И голый, потряхивая штанами, вбежал под баржу. Глаза и весь вид его - безумны.
Фильке было интересно, больно и противно. Он знал этого парня. Он третьего дня пилил с ним для харчовки дрова. Хороший парень. И что такое с ним стряслось? Сивеем одичал.
Филька заметил, что в гульбе принимают участие далеко не все обитатели трущобы. Многие, набегавшись за день в поисках удовольствия и хлеба, крепко спали. Иные же, как ни старались, не могли уснуть: они затыкали уши, зарывались с головой в отрепья, однако пьяный гвалт не давал им забыться в сне. Они вскакивали, ругались, швыряли в пьяниц чем попало, грозили ношами. В ответ на это шпана волокла их за ноги к своим, принуждала выпить водки, давала зуботычины. Какому-то мирно спящему двое пьяных оборванцев "ставили мушку": между пальцев ноги вложили клочок бумаги, подожгли и убежали. Спящий вскочил как полоумный.
- Ах, паразиты легавые... Убью! - закричал он, хватаясь за опаленную ногу.
В это время разинула свое хайло гармошка, ударил барабан: свист, топот, гик пошел под баржей.
Все, кто не спал, кто не упился всмерть, высыпали к погасшему костру; веселые руки зажгли новые костры, и возле них на сыром после дождя лугу взвихрилась пляска.
И гвалт, и пляска, и блеск костров плыли сквозь ночь к окраинам города.

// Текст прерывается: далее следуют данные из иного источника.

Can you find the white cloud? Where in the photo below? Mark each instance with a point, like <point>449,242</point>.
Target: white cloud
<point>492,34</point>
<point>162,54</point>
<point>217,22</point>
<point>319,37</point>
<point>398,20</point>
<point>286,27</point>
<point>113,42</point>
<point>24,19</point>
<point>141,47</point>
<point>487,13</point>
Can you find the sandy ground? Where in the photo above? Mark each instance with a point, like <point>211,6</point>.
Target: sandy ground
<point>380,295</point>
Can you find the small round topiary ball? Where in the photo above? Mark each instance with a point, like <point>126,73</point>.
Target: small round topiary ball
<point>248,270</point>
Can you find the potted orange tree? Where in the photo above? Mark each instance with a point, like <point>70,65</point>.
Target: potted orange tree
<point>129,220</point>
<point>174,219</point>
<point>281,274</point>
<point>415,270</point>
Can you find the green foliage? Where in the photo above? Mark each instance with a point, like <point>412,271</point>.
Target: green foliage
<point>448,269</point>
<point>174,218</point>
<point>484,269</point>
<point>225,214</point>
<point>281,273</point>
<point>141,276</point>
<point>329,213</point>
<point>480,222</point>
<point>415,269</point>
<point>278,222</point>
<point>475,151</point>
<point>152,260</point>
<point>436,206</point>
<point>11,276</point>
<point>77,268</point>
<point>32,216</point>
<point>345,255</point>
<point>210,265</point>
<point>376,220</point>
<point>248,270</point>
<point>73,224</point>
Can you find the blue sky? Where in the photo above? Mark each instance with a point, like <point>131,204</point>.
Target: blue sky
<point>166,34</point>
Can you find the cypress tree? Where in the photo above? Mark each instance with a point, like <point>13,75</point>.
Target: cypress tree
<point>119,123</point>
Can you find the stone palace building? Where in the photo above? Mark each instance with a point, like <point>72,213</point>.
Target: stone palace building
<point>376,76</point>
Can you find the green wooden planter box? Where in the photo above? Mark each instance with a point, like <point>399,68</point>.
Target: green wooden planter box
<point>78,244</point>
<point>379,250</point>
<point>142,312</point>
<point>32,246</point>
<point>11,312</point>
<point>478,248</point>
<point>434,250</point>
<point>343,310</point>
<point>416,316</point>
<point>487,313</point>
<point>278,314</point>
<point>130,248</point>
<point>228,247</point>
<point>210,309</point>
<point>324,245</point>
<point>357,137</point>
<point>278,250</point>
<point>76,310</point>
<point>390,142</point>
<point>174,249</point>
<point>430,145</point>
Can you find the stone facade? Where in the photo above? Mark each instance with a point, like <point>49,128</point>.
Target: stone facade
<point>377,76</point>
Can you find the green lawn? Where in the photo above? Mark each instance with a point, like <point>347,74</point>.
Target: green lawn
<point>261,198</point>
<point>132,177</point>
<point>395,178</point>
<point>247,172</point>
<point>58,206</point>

Но в городе шла своя деловая жизнь: город гудел работой, хлопотливой суетой, далеким шумом замолкающих трамваев; над городом в рыхлых остатках ушедшей тучи отражались потоки электрических огней.
Пляска голодранцев коротка, быстра, пьяна. Тлен, лохмотья, ветошь стлались по воздуху в вихре дьявольского танца. Девчонки, бесстыдно вздымая рвань подолов, вертелись волчками, вызывающие, оголенные, нахальные. Исковерканные гиканьем, свистом, лица танцоров были отечны, болезненны, дряблы, в грязи, копоти, ссадинах, кровоподтеках; они отливали каким-то синевато-желтым отсветом, в каждой гримасе скользили злобность, тупое презрение к жизни, бахвальство, ярь. Если б не возбужденные водкой сверкающие взоры, лица стали бы безжизненными масками и пляска - танцем мертвецов.